The EXPAND Procedure

Interpolating Missing Values

To interpolate missing values in time series without converting the observation frequency, leave off the TO= option on the PROC EXPAND statement. For example, the following statements interpolate any missing values in the time series in the data set ANNUAL.

   proc expand data=annual out=new from=year;
      id date;
      convert x y z;
      convert a b c / observed=total;
   run;

This example assumes that the variables X, Y, and Z represent point-in-time values observed at the beginning of each year. (The default value of the OBSERVED= option is OBSERVED=BEGINNING.) The variables A, B, and C are assumed to represent annual totals.

To interpolate missing values in variables observed at specific points in time, omit both the FROM= and TO= options and use the ID statement to supply time values for the observations. The observations do not need to be periodic or form regular time series, but the data set must be sorted by the ID variable. For example, the following statements interpolate any missing values in the numeric variables in the data set A.

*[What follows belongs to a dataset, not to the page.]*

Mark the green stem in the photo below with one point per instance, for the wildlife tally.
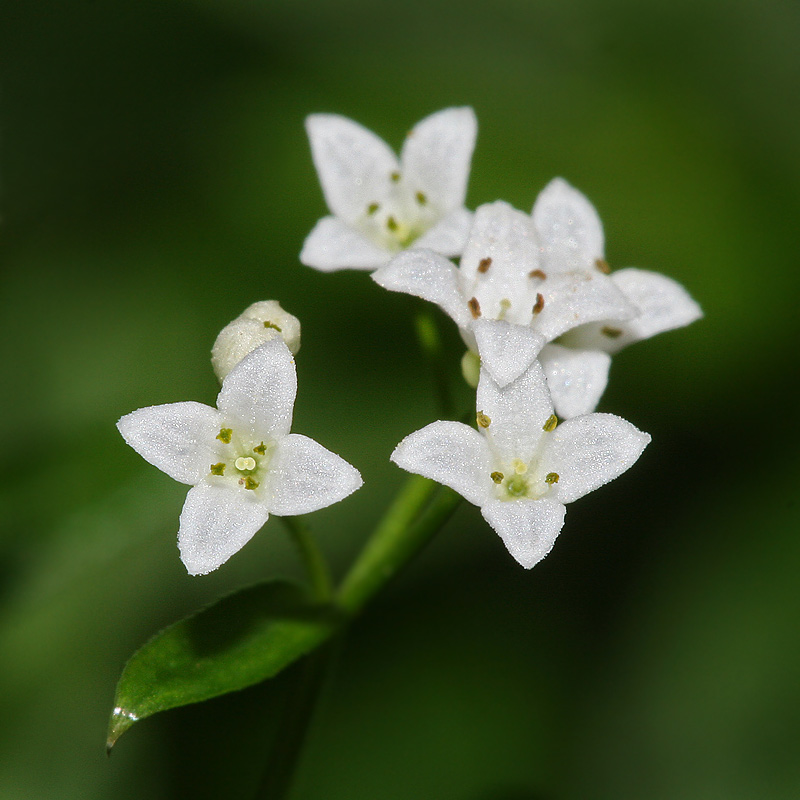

   proc expand data=a out=b;
      id date;
   run;

If the observations are equally spaced in time, and all the series are observed as beginning-of-period values, only the input and output data sets need to be specified. For example, the following statements interpolate any missing values in the numeric variables in the data set A using a cubic spline function, assuming that the observations are at equally spaced points in time.

   proc expand data=a out=b;
   run;

Refer to the section Missing Values for further information.